XPCTraceableVariant might have the same problem?
Yeah we might want to rename that.
(In reply to comment #17)
> XPCTraceableVariant might have the same problem?

and IDBCursor adnd IDBRequest?
Can't we just fix js_GCThingIsMarked?
In my current patch, it seems like the assertion basically fires off immediately when the CC starts up.  I'll need to figure out what kind of object is causing the problem.  Hopefully this doesn't mean that the change to nsJSArgArray isn't also wrong.  In addition to every debug run failing, there were a number of failures from timeouts on the opt builds.  I'm not sure what the deal is with that.

js_GCThingIsMarked was changed by Gregor's compartment GC patch, but the previous version also looked up in a mark bit map, so I'm not sure how it would have worked before that either.  My guess is that my patch changed things so the entire CC graph is pushed into the function, whereas before whatever corner of the CC graph has these two types wasn't getting examined in there.

It does seem a little sketchy to require a delicate globally enforced invariant like this to prevent crashes.  Judging by Aurora data, it seems okay for now, but there's nothing to prevent somebody from adding a JS string to the cycle collector.  If the guard is too weak, there are crashes.  If the guard is too strong, there are leaks.
I looked up the old version and I didn't do any changes in the behavior.
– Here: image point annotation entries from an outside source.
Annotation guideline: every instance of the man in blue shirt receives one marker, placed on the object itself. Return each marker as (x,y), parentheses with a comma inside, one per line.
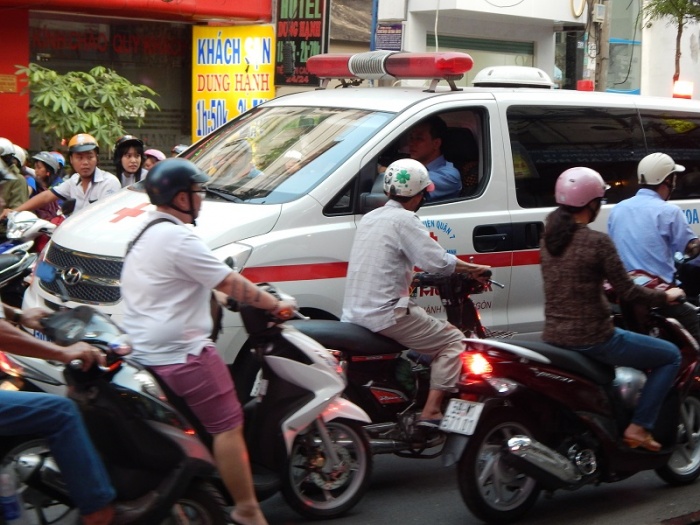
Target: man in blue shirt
(425,145)
(648,231)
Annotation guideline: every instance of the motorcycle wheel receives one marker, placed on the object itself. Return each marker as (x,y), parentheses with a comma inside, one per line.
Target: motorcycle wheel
(40,507)
(200,505)
(316,493)
(492,490)
(684,465)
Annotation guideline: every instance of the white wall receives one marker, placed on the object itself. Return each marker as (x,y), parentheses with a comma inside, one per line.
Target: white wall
(658,56)
(528,21)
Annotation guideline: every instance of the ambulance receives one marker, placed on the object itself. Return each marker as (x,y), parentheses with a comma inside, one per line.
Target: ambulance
(291,179)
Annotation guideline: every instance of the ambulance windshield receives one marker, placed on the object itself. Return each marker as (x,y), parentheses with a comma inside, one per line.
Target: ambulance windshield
(277,154)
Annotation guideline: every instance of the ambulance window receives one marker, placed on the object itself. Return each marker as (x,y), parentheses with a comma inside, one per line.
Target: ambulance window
(678,135)
(548,140)
(462,144)
(273,155)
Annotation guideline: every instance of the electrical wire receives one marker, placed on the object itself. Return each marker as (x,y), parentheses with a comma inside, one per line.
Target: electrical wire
(505,6)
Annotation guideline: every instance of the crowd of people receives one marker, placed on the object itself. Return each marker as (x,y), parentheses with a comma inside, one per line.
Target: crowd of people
(41,188)
(390,242)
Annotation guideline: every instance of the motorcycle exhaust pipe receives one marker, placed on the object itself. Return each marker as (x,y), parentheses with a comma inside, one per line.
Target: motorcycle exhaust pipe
(540,462)
(41,473)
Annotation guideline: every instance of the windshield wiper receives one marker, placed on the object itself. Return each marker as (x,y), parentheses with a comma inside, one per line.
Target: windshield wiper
(224,194)
(254,193)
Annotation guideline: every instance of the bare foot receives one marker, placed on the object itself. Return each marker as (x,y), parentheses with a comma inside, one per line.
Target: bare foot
(241,516)
(103,516)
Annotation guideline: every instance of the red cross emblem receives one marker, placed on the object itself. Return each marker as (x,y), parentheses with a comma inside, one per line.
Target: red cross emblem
(129,212)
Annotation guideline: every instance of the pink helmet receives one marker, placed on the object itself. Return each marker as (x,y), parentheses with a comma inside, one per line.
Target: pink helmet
(155,153)
(578,186)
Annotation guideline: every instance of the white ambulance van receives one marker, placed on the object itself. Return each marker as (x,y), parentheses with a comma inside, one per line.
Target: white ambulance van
(291,178)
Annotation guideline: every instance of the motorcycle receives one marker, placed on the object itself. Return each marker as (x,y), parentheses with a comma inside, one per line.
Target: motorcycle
(385,379)
(160,470)
(15,269)
(304,440)
(531,416)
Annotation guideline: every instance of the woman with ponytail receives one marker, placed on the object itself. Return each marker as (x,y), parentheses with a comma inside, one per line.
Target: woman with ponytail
(575,261)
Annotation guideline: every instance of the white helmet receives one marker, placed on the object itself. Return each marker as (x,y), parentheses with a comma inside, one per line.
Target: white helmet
(19,154)
(654,168)
(5,147)
(406,178)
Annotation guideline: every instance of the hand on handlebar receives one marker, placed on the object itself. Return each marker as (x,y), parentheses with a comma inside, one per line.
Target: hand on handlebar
(285,310)
(31,317)
(85,353)
(675,295)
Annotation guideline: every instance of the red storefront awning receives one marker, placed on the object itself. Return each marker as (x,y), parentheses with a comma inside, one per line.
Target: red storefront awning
(180,10)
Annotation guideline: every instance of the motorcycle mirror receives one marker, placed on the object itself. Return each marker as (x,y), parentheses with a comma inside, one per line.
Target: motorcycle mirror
(47,273)
(68,207)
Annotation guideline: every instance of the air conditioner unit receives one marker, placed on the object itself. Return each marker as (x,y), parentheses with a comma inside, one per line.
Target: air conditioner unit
(599,13)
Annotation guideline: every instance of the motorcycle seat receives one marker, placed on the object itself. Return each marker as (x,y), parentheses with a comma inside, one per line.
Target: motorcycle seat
(348,337)
(7,260)
(571,361)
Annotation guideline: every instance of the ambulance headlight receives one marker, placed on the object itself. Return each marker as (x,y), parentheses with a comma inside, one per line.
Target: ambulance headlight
(238,252)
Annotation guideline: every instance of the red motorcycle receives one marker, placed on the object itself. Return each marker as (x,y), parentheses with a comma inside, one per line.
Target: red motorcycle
(531,416)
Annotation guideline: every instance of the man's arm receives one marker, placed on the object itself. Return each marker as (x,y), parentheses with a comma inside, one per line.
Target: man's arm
(246,292)
(39,200)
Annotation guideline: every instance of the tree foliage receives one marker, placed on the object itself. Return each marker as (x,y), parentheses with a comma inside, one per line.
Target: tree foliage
(94,102)
(677,13)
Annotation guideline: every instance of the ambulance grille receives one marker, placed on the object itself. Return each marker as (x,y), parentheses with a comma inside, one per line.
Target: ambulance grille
(89,279)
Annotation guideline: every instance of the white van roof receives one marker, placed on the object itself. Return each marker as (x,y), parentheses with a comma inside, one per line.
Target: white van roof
(512,76)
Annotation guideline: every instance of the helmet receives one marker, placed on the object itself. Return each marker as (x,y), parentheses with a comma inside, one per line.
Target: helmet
(59,157)
(83,142)
(5,147)
(48,159)
(654,168)
(406,178)
(19,154)
(179,149)
(578,186)
(155,153)
(124,143)
(171,176)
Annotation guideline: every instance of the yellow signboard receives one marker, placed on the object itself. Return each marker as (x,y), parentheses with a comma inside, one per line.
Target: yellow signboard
(232,71)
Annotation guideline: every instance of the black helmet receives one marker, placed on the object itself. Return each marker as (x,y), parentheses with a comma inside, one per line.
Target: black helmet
(123,144)
(171,176)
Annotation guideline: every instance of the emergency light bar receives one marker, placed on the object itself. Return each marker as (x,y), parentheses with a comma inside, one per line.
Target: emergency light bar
(376,65)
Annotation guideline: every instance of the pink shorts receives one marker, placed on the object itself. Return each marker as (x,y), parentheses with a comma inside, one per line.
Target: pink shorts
(206,386)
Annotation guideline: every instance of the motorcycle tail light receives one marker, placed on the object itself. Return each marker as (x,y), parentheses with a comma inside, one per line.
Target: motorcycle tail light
(8,366)
(475,364)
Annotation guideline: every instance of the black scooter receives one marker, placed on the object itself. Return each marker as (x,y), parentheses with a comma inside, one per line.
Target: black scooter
(161,471)
(385,379)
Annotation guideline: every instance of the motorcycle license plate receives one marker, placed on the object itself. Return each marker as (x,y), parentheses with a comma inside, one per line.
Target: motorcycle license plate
(41,335)
(461,416)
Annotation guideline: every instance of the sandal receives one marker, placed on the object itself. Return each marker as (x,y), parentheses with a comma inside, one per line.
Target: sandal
(647,443)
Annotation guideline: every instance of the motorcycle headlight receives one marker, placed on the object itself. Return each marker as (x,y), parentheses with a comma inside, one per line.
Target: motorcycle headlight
(16,230)
(149,385)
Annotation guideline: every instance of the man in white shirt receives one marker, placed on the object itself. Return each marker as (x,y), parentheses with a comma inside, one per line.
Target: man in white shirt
(87,185)
(166,284)
(391,241)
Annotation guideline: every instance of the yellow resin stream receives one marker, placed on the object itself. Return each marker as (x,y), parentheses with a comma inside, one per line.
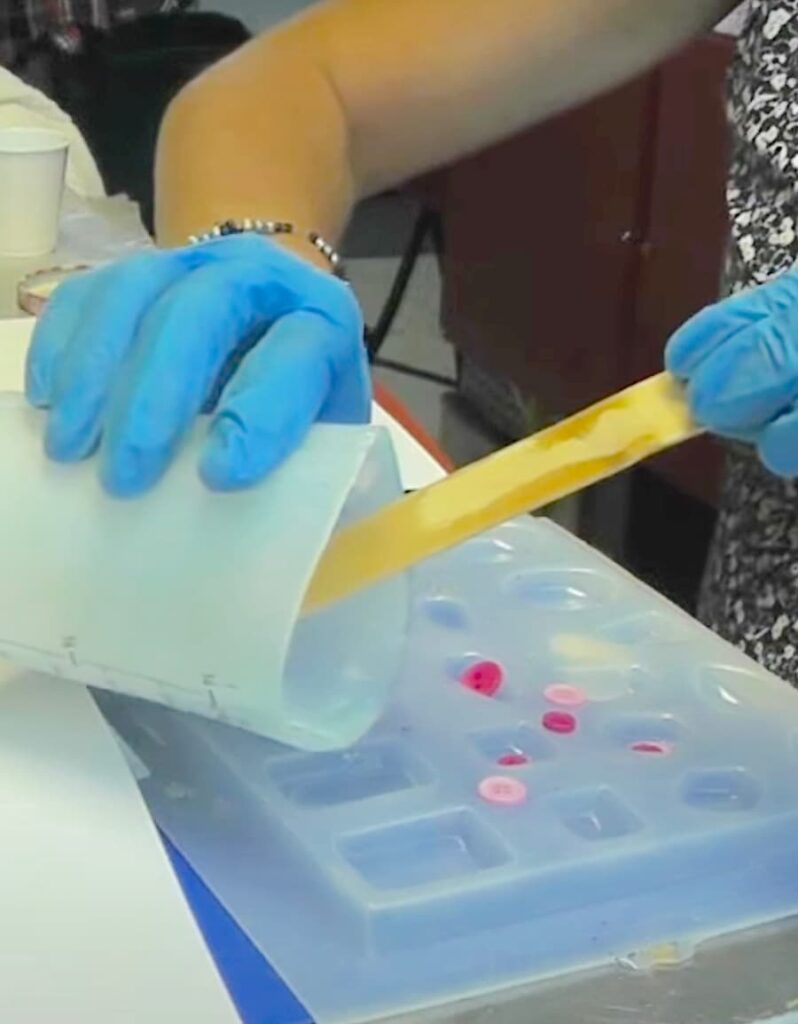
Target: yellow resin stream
(587,448)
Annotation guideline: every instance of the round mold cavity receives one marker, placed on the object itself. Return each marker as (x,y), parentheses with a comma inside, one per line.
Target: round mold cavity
(560,590)
(502,790)
(445,611)
(564,695)
(651,733)
(561,722)
(652,747)
(730,688)
(491,550)
(721,790)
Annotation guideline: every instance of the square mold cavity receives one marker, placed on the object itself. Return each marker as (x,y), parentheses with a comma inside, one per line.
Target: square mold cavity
(328,779)
(519,740)
(596,814)
(439,848)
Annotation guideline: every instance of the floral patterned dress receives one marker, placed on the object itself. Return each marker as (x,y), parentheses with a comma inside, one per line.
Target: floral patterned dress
(750,592)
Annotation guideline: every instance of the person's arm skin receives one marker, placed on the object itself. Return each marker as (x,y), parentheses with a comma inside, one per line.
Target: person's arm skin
(358,95)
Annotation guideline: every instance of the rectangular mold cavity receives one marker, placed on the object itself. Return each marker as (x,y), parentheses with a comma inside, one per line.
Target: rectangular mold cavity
(721,790)
(341,777)
(520,740)
(439,848)
(596,814)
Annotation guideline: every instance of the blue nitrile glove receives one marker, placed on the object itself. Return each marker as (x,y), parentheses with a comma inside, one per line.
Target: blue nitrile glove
(126,356)
(740,359)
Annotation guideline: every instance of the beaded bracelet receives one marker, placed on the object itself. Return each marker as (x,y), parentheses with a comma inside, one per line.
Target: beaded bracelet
(268,228)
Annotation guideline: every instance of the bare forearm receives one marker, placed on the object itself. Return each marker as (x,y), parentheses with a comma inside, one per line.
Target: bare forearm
(362,94)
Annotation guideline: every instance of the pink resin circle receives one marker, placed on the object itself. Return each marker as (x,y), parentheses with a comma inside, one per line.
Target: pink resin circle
(513,759)
(652,747)
(484,677)
(501,790)
(565,695)
(559,721)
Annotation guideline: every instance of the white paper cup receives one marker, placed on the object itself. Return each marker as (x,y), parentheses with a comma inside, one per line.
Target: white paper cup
(33,162)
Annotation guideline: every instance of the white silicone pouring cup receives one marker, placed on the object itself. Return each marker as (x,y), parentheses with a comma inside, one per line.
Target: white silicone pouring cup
(33,163)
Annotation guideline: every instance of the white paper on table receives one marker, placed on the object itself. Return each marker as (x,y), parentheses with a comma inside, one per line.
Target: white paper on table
(93,926)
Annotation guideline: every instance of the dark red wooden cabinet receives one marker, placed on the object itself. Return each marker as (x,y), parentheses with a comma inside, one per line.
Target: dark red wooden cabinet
(575,250)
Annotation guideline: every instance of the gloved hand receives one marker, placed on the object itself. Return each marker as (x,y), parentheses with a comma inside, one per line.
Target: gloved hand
(127,355)
(740,359)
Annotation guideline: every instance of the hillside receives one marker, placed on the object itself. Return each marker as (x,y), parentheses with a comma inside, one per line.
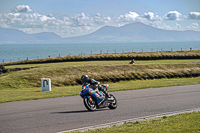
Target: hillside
(134,32)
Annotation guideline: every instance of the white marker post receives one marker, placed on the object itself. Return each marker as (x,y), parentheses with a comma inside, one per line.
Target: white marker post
(46,84)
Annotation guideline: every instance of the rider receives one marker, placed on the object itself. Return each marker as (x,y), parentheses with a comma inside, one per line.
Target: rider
(92,87)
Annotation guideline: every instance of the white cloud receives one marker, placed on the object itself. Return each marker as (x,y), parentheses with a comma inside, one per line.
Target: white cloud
(194,15)
(173,15)
(149,15)
(22,8)
(81,24)
(131,16)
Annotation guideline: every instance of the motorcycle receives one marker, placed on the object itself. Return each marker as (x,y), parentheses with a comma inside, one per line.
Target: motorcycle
(91,103)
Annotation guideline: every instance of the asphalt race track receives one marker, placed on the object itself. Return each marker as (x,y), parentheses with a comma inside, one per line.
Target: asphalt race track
(66,113)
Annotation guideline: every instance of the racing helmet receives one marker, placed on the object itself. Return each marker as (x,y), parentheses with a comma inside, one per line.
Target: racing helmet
(84,78)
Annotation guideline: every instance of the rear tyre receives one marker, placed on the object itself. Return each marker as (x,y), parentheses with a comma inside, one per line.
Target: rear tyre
(91,106)
(113,105)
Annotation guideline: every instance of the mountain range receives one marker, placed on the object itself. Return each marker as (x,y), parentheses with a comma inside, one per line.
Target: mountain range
(134,32)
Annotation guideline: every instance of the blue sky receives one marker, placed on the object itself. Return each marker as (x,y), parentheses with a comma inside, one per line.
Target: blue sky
(69,18)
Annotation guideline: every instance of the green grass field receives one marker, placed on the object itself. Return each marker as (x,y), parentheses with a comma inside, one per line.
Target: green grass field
(26,84)
(69,73)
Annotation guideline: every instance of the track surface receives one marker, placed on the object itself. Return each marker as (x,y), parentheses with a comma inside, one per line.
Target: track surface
(65,113)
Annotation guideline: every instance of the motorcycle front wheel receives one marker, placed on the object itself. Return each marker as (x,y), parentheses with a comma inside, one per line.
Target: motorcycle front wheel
(113,104)
(90,105)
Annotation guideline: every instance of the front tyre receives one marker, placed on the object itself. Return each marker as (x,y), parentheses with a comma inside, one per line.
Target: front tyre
(113,104)
(90,105)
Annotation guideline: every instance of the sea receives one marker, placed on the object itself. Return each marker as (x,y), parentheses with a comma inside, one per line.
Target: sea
(17,52)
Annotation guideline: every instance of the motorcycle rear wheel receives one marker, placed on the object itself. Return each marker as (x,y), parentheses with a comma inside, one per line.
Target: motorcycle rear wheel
(113,105)
(91,106)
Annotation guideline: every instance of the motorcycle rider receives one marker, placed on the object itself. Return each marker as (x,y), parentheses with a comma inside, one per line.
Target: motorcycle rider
(92,87)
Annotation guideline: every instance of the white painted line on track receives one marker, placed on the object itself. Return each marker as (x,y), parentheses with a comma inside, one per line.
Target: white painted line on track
(133,119)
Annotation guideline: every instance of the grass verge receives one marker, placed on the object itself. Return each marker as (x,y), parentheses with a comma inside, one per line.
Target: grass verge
(182,123)
(20,94)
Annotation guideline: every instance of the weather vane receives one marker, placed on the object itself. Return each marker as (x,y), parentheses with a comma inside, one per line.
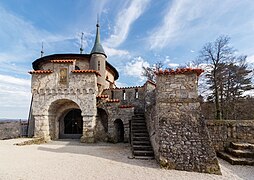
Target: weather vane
(81,43)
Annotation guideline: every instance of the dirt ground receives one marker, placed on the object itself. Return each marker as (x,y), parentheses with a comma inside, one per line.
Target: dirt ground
(73,160)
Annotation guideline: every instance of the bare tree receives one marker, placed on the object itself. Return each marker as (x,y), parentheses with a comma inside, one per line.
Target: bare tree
(227,76)
(149,72)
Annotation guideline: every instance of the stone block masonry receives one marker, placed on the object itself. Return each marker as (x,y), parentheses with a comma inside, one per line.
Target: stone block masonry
(183,140)
(222,132)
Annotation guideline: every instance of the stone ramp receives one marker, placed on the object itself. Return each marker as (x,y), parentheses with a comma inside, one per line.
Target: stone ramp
(238,154)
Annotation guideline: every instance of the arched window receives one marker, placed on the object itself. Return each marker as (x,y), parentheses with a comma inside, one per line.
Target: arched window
(99,65)
(136,93)
(124,95)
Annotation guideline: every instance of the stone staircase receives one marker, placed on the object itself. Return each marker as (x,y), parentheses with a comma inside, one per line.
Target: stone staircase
(238,154)
(140,141)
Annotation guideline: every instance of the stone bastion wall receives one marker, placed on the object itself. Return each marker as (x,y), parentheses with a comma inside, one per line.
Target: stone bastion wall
(222,132)
(181,139)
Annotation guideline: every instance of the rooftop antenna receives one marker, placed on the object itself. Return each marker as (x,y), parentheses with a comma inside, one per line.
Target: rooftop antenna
(42,52)
(98,19)
(81,43)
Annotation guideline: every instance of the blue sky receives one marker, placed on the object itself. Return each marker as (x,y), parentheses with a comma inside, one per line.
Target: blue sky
(134,33)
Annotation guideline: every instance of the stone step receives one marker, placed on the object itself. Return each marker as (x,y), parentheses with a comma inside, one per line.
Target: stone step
(140,138)
(141,143)
(235,160)
(246,153)
(242,146)
(142,147)
(144,157)
(135,128)
(139,123)
(138,118)
(142,134)
(139,131)
(138,126)
(143,153)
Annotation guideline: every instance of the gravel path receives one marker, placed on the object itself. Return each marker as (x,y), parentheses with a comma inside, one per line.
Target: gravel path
(73,160)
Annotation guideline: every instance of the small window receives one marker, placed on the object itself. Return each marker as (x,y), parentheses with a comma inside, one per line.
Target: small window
(63,75)
(112,94)
(99,65)
(136,93)
(124,95)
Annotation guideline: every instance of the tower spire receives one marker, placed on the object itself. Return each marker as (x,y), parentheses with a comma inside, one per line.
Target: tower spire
(97,48)
(81,43)
(42,52)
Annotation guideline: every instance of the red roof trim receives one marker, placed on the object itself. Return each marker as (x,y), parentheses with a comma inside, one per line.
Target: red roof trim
(40,72)
(102,96)
(180,71)
(151,82)
(113,100)
(86,71)
(63,61)
(126,106)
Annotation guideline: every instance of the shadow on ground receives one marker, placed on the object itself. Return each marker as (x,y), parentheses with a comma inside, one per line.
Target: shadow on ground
(119,152)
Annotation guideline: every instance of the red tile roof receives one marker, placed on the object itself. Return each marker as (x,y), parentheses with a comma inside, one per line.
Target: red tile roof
(126,106)
(102,96)
(63,61)
(113,100)
(86,71)
(180,71)
(40,72)
(151,82)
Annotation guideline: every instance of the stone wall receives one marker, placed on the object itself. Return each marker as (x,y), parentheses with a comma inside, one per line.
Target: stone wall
(128,96)
(222,132)
(115,112)
(52,97)
(183,141)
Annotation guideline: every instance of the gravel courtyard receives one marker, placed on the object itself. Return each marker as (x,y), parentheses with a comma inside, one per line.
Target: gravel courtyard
(73,160)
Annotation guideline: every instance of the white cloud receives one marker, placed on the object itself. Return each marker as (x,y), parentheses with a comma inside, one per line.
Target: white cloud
(115,52)
(134,68)
(173,65)
(121,84)
(15,97)
(183,21)
(124,21)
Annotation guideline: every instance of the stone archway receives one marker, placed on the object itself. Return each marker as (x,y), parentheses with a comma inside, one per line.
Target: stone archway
(71,125)
(119,130)
(64,117)
(101,128)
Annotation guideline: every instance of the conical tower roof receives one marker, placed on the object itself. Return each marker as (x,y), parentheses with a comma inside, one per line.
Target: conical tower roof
(97,48)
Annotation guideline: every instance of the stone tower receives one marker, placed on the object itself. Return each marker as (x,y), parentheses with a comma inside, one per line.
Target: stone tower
(98,60)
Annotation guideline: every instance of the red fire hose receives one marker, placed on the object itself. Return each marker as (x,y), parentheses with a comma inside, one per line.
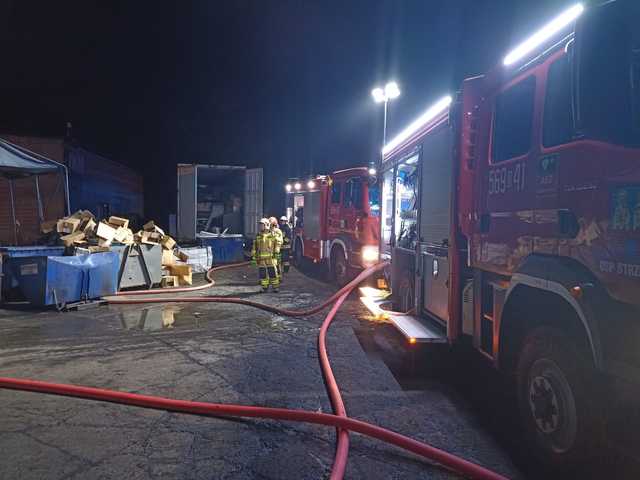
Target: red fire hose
(466,468)
(340,421)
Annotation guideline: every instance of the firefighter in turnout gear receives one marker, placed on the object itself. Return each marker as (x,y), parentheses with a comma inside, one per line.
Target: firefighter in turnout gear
(264,254)
(287,234)
(277,233)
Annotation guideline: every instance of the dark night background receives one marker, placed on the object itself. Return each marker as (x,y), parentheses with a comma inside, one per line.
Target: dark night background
(274,83)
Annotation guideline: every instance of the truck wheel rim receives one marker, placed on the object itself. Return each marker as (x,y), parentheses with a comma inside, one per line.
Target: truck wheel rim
(552,406)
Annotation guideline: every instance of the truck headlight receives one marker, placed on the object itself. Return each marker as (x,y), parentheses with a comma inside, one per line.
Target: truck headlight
(369,254)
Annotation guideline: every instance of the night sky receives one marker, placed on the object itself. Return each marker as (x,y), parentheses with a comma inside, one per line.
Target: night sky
(280,84)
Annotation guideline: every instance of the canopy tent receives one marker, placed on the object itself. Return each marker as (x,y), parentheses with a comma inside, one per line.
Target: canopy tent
(18,163)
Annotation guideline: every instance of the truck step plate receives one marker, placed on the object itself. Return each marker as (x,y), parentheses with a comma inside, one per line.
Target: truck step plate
(415,330)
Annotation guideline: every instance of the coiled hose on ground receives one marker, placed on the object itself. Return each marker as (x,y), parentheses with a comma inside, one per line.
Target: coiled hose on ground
(340,420)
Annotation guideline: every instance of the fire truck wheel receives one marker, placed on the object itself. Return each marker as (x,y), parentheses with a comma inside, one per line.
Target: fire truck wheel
(557,399)
(339,267)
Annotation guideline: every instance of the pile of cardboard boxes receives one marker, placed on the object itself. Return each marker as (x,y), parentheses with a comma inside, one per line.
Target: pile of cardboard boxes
(85,234)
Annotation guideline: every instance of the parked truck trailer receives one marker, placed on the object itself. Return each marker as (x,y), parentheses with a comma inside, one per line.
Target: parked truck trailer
(218,198)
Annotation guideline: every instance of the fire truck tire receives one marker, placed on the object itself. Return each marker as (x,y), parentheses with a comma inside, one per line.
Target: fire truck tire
(339,267)
(558,399)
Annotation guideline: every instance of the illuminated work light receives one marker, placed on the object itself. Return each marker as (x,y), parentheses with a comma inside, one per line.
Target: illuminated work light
(545,33)
(419,122)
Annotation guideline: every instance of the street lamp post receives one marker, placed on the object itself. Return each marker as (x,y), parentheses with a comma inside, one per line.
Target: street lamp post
(380,95)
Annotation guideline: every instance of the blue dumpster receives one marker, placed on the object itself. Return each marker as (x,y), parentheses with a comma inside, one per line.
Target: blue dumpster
(226,248)
(7,254)
(54,280)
We also went straight into the bitmap and tested if the bit corresponding to the address is set.

The definition of gcthings has changed. We started with static strings that are no longer on the heap about 2 years ago and recently we added shapes to the heap. Calling js_GCThingIsMarked with a static string will result in a crash right now.

We can catch static strings and always return true for the optimized builds (so we don't crash) and we can also add an assertion that triggers for static strings in debug builds.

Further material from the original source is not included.